Refusing to pay the arbitration award led to FINRA barring him from the financial industry.

FINRA’s Guard Dog Role and the Consequences of Misconduct

FINRA, short for The Financial Industry Regulatory Authority, acts as a sentinel overseeing stockbrokers and brokerage firms. Applying rules like the FINRA Rule 2111- suitability, they aim to protect consumers from unsuitable advice.

This rule mandates that firms and brokers have a solid belief in the appropriateness of their advice for customers. So, it’s no wonder that Santariello, who strayed from this path, was caught and subsequently banned from the industry by FINRA.

Santariello’s downfall serves as a cold reminder of the diligent oversight by bodies like FINRA and the serious repercussions for overlooking client welfare.

As the dust settles on Santariello’s broker career, we’re reminded of the wise words of Warren Buffett: “It takes 20 years to build a reputation and five minutes to ruin it.” This story underscores the importance of trust and transparency in finance—be watchful and informed to avoid becoming an unintended casualty of financial malpractice.
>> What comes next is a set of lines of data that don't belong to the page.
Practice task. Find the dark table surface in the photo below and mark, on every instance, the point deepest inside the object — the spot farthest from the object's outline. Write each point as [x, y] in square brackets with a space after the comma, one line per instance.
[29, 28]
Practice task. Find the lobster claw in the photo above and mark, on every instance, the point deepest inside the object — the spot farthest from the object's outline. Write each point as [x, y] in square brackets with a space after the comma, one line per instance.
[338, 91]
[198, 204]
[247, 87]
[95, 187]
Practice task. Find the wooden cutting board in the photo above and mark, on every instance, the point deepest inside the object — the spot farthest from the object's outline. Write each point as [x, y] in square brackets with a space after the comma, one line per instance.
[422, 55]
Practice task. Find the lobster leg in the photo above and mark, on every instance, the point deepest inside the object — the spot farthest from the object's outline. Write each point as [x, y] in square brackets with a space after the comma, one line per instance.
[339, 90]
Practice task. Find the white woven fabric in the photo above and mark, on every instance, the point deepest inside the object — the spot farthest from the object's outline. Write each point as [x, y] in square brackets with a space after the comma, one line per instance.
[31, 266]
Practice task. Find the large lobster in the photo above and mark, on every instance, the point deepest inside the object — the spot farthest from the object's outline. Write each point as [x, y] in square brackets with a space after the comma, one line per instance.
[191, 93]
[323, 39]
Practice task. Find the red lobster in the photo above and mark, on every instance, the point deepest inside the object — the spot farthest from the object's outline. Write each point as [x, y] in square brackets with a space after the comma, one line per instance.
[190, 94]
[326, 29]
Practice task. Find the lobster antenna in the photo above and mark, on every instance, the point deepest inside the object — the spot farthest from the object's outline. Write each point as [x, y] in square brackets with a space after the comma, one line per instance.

Always remember, you can check a financial advisor’s history through their FINRA CRM number. FACT: Over 7% of financial advisors have been disciplined for misconduct. It’s essential to do your homework when choosing an advisor to avoid becoming part of this statistic.

To wrap up, Santariello’s journey is a stark lecture on the significance of ethical practices in finance. The potential consequences of bad financial advice can be devastating. I urge you to ensure that you check the background of any financial advisor you consider working with. Take the time to look up their FINRA BrokerCheck profile—it’s a step that represents your best interests and could save you a lot of trouble down the line.